Abstract
Mandibular incisors show variations in their root canal anatomy from regular pattern in some cases. Magnification plays a vital role to identify those unusual canal morphologies. A certain modification in access cavity preparation is required to locate those extra canals. Not only the functional restoration but also aesthetic harmony should be restored while treating anterior teeth. In these cases, post space preparation should be done with extra care to prevent vertical root fracture. This case report illustrates the importance of proper radiograph and magnification in the successful identification and management of complex canal systems in mandibular incisors.

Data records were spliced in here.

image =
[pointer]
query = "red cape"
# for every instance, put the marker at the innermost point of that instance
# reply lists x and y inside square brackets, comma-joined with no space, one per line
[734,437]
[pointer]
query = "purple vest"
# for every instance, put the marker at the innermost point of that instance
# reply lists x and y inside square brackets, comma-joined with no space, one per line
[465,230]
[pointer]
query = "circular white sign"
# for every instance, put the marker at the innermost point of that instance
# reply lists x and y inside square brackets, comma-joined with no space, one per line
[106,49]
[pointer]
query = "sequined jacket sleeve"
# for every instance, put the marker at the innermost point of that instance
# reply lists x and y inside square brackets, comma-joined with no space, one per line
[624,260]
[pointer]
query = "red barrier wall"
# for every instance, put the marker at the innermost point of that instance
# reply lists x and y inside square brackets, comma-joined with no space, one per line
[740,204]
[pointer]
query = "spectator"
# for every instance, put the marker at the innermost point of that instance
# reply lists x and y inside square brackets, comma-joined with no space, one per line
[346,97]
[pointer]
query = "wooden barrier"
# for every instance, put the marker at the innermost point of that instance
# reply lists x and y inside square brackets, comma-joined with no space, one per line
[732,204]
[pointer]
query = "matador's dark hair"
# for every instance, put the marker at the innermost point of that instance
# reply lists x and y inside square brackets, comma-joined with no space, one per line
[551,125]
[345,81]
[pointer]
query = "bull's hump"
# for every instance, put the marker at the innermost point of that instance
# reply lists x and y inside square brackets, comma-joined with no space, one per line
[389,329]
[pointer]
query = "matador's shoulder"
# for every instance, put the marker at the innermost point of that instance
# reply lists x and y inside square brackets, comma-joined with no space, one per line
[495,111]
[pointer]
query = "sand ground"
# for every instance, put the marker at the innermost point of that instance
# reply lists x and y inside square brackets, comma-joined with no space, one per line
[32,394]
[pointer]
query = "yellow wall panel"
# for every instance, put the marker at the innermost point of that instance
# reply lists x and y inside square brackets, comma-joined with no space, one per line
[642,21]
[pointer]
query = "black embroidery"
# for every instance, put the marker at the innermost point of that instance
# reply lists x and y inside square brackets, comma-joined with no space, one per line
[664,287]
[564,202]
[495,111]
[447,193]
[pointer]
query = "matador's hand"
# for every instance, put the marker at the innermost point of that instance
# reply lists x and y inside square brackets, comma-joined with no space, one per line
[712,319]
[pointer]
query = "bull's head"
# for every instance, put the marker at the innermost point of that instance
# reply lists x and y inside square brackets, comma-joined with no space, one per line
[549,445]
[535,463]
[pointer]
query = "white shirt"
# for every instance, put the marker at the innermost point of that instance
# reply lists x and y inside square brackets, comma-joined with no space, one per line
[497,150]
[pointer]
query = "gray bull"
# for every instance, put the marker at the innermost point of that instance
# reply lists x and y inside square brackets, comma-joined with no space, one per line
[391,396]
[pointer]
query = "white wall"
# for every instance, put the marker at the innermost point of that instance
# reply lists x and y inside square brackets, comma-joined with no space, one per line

Keywords: canal morphology, endodontic treatment, second canal, mandibular incisor, magnification, dental operating microscope, dental loops, fibre post, angulated radiograph
Background
Prerequisite for a successful endodontic treatment is to have thorough knowledge about the common root canal morphology and its variations. The most common cause of endodontic failure in mandibular incisors is the presence of a missed canal, especially a lingual canal. The first step prior to access cavity preparation is to study the radiographs taken at different angulations. Abrupt changes in the radiographical density of the pulp space indicate presence of an additional canal. A sudden narrowing or even a disappearance of the root canal space indicates bifurcation or a trifurcation of the canal.1 2 When it comes to clinical situations, finding accessory canals is not an easy task. In the past few decades, the use of magnification for improved treatment outcome has been stressed upon. Success of endodontic treatment is enhanced under magnification. Dental operative microscopes (DOMs) or magnifying loupes can be used to identify extra canals and also improve the quality of treatment outcome.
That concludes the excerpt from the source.